Anyway, today on Boing Boing, there was a link to this post about the world's most photorealistic art.

It is amazing. However, the comments thread below that reveals two camps among the readers. First, there is the "OMG that's amazing!" camp, which is an understandable position. The second is the "this isn't art and it isn't impressive" camp. The second camp was shortly being criticized by the first as a bunch of jealous haters. Maybe some of them were, but they have a point.

The point is brought out by this comment. I quote:

Once you learn the technique of using gradient mesh, you find out how easy it is to do if you have great patience. Bert Monroy doesn't use gradient mesh so his works are raster rather than vector.

for those who can't believe these were done in a vector application, see what I did in less than an hour using Adobe Illustrator mesh.

The link goes to a pretty good initial rendering of a red pepper. Here's part of it:

Most of the images are basically traced from a photograph using the mesh tool in illustrator. It certainly takes skill, but not quite as much skill as you might think.

I worry that a lot of people, people who are amazed by those pictures, come away with the idea that the artists are superhuman, mad talents. They say to themselves, "I could never do something like that." This is a shame. The artists are talented, but most people have artistic talent if they can learn how to access it. Most people could do a pretty good job of "something like that," with the right tools and enough practice. Maybe not quite so good as the artists showcased in that post, but better than they might expect.

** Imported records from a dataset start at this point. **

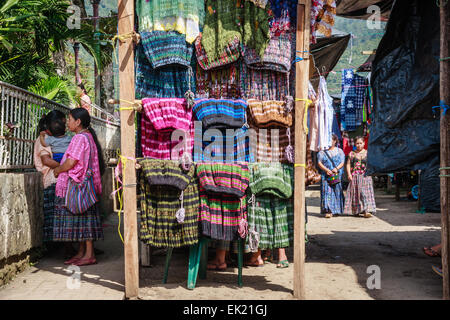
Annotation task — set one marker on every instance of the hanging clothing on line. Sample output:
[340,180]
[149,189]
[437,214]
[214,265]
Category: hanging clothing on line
[225,20]
[169,201]
[360,196]
[169,81]
[183,16]
[159,120]
[325,115]
[223,204]
[270,208]
[352,100]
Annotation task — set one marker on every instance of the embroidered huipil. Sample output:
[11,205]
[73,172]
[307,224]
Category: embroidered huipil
[80,149]
[183,16]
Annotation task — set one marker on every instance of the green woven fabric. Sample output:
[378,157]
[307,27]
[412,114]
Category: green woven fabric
[274,179]
[227,19]
[166,173]
[273,220]
[157,10]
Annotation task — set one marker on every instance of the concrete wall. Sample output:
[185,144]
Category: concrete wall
[21,216]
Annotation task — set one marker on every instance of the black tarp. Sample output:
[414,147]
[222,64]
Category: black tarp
[327,52]
[357,9]
[405,80]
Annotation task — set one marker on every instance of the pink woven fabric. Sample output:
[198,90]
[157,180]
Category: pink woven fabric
[159,145]
[79,149]
[168,113]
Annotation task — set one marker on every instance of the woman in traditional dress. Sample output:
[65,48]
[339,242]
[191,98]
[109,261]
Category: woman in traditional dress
[360,198]
[331,163]
[84,152]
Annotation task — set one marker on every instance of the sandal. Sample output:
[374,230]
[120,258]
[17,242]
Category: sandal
[429,251]
[85,262]
[71,261]
[437,270]
[283,264]
[216,266]
[254,264]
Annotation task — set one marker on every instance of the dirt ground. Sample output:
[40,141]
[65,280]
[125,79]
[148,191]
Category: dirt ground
[337,256]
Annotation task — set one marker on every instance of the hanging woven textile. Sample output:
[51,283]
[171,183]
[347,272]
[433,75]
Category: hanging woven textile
[170,81]
[169,201]
[270,209]
[160,118]
[271,144]
[223,145]
[183,16]
[227,20]
[223,206]
[352,99]
[323,14]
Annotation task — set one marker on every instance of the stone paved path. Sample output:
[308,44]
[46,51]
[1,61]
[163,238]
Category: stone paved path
[50,279]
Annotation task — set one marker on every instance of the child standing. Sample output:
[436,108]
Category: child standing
[55,137]
[83,153]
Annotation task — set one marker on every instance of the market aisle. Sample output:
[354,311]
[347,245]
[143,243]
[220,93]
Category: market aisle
[338,254]
[341,249]
[48,279]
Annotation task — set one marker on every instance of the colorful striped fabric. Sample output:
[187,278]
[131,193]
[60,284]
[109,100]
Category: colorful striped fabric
[269,112]
[160,145]
[219,83]
[220,112]
[277,56]
[274,179]
[224,178]
[220,215]
[264,84]
[159,226]
[223,145]
[166,173]
[164,48]
[168,113]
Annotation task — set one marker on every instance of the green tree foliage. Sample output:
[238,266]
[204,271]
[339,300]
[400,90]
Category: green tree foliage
[30,31]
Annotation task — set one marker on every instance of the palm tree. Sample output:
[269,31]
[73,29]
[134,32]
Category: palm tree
[40,29]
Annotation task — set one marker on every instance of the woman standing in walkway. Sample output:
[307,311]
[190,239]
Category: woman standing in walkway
[83,152]
[44,163]
[360,198]
[331,162]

It seems to me that most people don't get into art because they are discouraged and frustrated by their initial attempts. We all want to draw something as real as a photograph, and we are disappointed when we can't. The same people will look at those pieces of photo-realistic "art" and not realize that the realism is the result of a normal, human skill level coupled with a good piece of software.

The other thing they might not realize is that achieving realism like that is impressive, but it's only the beginning for an artist.

Realistic drawing is a starting point, a basic skill (difficult, maybe, but still basic). The problem with most of these pictures is they don't go much beyond that. Some of the people are beginning to take it further, by simplifying and modifying as a traditional painter would do, but a lot of it is too slavish to the original material for my liking.

My painting, above (done in Photoshop, by the way, but painted on a blank canvas), was done while looking at a photo, but it differs from that photo in many ways. Some of those ways are limitations in my skill, but others are deliberate. I didn't want a picture that looked exactly the same as the photo. I wanted some of the things that paint can do, which includes a certain amount of randomness and near-randomness, as well as an interaction between the artist and the subject. The process itself is part of the picture. The process is part of the picture in the Illustrator mesh copies as well, but I think the process is cold. Too cold for me, anyway.

If I get to the point of being able to do pictures which look like photographs at some point, I like to think I will use that skill to make pictures which could never be photographs.

I'm not there yet. Obviously. But that's part of the process too, eh?